Cuando por fin mi pene se abrió paso en la ansiada guarida, Bea siguió sorprendiéndome. Al mismo compás que yo bombeaba sobre ella, su vagina se contraía y dilataba de forma increíble, alimentando mi placer hasta límites insospechados. Me desveló posturas que yo nunca hubiera alcanzado a imaginar, instruyéndome en las ventajas y desventajas de cada cual. Yo, para ser sincero, no percibí ninguna desventaja y gozaba por igual de una u otra manera, lo mismo cuando la atacaba por detrás como cuando lo hacía por delante o estando encima, debajo o al costado de ella. A cada postura le encontraba pronto algún beneficio extra.

Lo más sorprendente de todo, y creo que ello se debió más a los méritos de Bea, fue el tiempo que aguanté sin eyacular. Quizás, sin yo saberlo, tal era la razón de tanto cambio de postura o quizás el secreto radicaba en aquellas contracciones vaginales. Sea como fuere, es lo cierto que debí de estar como una hora machacando antes de que el más prolongado orgasmo jamás sentido hasta entonces hiciera vibrar hasta la última de mis células.

Los dos quedamos sudorosos y agotados y, al menos yo, sólo me di cuenta de ello cuando cesé en mi febril actividad. No puede decirse que Bea hubiera tenido menos desgaste, pero tal vez estaba más habituada que yo a semejantes batallas y su respiración era bastante más acompasada que la mía.

—¿Has quedado satisfecho?

Creo que mi derrotado aspecto hacía innecesaria toda respuesta.

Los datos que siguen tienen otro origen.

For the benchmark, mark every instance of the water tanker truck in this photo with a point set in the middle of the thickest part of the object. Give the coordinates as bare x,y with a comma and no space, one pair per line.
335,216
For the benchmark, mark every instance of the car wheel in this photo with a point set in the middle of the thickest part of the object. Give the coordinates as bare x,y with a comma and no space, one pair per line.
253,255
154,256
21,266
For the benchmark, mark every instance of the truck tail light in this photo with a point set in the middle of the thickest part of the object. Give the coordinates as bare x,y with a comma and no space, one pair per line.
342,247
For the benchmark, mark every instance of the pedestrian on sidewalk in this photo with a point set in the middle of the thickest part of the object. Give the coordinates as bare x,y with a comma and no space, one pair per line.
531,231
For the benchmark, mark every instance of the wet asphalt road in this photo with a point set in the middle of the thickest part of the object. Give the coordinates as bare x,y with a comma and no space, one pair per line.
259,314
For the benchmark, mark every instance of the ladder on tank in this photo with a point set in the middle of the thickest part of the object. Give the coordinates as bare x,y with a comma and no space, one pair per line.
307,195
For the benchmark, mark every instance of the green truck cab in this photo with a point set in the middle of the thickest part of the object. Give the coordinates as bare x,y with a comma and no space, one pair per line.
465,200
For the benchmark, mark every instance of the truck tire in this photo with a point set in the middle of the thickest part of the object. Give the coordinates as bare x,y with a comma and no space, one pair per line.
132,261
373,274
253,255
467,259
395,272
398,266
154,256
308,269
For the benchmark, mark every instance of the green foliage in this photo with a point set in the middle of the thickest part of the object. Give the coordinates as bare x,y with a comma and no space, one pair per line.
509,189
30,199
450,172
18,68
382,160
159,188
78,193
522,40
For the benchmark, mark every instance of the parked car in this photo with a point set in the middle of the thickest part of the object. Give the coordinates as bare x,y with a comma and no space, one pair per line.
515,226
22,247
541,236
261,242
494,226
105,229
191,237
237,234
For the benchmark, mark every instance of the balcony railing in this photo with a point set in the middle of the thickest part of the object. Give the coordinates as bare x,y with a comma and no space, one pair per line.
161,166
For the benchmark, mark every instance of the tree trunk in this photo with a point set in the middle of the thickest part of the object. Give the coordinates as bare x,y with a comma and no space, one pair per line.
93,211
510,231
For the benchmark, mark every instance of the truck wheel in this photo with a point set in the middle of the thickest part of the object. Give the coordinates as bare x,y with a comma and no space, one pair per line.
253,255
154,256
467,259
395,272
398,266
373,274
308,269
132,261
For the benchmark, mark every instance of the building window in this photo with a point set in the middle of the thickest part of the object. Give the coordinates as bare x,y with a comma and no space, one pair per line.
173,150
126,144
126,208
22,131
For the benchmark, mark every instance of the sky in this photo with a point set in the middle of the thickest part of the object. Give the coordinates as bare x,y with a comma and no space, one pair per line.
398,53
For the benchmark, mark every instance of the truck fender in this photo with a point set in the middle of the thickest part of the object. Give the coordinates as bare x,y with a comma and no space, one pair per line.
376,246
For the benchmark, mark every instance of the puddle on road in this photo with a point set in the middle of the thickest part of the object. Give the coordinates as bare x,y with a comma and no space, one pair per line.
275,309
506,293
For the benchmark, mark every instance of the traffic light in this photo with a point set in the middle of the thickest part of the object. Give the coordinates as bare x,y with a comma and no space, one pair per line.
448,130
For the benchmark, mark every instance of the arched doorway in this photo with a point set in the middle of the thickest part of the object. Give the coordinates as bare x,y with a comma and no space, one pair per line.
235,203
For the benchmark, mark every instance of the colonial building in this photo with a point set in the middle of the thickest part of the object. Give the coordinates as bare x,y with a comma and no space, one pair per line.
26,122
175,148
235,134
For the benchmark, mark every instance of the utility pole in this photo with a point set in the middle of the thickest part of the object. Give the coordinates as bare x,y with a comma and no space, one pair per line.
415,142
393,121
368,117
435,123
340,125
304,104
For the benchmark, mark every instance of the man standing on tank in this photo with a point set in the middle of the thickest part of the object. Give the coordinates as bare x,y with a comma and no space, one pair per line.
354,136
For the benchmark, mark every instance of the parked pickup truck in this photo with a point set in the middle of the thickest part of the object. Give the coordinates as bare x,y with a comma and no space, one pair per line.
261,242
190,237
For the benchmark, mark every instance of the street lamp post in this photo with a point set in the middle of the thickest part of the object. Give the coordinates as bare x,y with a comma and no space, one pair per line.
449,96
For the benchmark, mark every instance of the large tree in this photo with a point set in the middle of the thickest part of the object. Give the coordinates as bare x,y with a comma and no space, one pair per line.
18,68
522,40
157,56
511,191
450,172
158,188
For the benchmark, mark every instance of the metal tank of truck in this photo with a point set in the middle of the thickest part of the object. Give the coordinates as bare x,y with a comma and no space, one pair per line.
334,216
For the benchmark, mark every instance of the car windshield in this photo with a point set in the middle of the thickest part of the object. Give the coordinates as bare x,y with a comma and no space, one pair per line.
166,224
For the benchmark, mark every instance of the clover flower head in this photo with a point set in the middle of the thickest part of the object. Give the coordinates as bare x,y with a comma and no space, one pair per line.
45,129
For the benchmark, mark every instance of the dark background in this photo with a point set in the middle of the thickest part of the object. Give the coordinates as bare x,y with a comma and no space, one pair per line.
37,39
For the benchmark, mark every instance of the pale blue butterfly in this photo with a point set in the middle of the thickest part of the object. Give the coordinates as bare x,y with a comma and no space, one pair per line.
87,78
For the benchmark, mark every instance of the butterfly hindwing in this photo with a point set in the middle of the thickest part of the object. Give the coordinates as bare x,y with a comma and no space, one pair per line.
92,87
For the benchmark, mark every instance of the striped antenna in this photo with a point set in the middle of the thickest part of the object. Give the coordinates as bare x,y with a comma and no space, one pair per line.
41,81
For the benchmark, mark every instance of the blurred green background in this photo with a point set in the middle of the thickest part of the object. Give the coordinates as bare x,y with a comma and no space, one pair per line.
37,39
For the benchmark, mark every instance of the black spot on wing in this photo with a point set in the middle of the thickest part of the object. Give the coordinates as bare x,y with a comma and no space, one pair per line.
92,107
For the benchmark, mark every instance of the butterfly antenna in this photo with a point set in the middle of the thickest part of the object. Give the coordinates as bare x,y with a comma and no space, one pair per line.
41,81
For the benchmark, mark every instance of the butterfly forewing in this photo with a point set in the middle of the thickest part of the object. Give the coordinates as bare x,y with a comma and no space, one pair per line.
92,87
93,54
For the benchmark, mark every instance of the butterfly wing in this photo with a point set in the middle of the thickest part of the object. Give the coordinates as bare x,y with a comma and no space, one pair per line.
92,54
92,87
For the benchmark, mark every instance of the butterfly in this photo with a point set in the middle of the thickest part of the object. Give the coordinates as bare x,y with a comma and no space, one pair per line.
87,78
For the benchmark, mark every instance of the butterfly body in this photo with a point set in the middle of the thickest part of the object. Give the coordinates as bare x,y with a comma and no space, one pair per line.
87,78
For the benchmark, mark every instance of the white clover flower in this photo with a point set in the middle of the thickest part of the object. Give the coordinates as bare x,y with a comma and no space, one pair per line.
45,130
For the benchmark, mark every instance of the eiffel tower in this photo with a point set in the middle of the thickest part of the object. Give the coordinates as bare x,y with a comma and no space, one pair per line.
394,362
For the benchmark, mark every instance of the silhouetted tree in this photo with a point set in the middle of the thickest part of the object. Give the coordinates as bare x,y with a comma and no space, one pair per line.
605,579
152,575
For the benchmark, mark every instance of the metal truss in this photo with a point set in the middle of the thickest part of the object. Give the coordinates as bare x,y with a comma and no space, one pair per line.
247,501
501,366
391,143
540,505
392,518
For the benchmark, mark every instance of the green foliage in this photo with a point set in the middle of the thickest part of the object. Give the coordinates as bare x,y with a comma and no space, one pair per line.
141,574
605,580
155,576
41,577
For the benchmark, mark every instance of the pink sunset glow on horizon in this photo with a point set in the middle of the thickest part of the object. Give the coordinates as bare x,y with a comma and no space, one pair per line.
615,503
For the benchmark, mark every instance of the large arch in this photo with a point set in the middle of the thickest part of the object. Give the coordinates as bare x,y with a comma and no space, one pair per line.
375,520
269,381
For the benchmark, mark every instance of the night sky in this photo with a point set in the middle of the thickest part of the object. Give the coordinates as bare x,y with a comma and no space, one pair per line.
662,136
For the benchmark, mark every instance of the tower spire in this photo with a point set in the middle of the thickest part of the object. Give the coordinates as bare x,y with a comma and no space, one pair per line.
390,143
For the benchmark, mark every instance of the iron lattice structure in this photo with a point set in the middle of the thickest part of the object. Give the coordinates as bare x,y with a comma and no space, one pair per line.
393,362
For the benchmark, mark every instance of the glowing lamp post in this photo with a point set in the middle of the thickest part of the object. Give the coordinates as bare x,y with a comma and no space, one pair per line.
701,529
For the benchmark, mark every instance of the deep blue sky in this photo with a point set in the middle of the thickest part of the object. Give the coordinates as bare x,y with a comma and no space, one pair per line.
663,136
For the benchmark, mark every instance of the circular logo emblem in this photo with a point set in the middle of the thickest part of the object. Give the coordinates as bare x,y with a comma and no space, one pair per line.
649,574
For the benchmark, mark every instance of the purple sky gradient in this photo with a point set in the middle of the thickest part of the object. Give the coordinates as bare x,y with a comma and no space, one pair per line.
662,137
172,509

Y fue a continuación cuando me empezó a resultar más comprensible la actitud de mi padre, pues Bea me dio todo un cursillo acelerado de qué es lo que hay que hacer y evitar para intentar seducir a una mujer.

—El éxito no está garantizado al cien por cien —me previno—, pero las posibilidades son muy grandes.

Como, mientras me daba sus explicaciones, no había cesado de incordiarme con sus caricias, mi predisposición para un segundo polvo era absoluta y ella no quiso dejar pasar la ocasión. Fue bastante menos ajetreado que el primero, pero el final nada tuvo que envidiarle.

Por último, Bea me facilitó su número de móvil y me encareció que la llamara todas las veces que fuera preciso. Entonces me aclaró que lo que había hecho conmigo había sido algo circunstancial y que su modus vivendi no lo constituía la prostitución, aunque a veces la practicara en casos muy especiales.

—¿Quieres decir que yo he sido un caso especial?

—Tú eres un caso mucho más que especial.

De acuerdo con lo prevenido, me condujo hasta la sala en que se hallaban Merche y mi padre, pero se excusó de entrar en ella negándose a dar cualquier tipo de explicaciones.

De regreso a casa, mi padre fue bastante más expresivo. Merche había sido su novia antes de que conociera a mi madre y la "persona especial" no era otra que Bea, de la que estaba convencido ser el padre, cosa que Merche negaba y que él no podía asegurar del todo al oponerse ambas a realizar la prueba del ADN.

—¿Bea es, pues, mi hermana?

—Todo indica que así es. Viki es la que más se parece a mí, y Bea es prácticamente su copia. O, para ser más exactos, Viki es la copia de Bea.

No dije nada, pero me quedó clara la intención de mi padre al llevarme a conocer a Bea. Viki no se me había apartado de la cabeza, pero ahora veía las cosas de otra manera. La idea de mi padre no era ayudarme a convencer a Viki, sino convencerme a mí de que existían muchas otras Victorias por el mundo y casi lo había conseguido. Él había cumplido su promesa, pues en ningún caso me especificó qué clase de ayuda me iba a prestar. Bea acababa de encargarse del resto.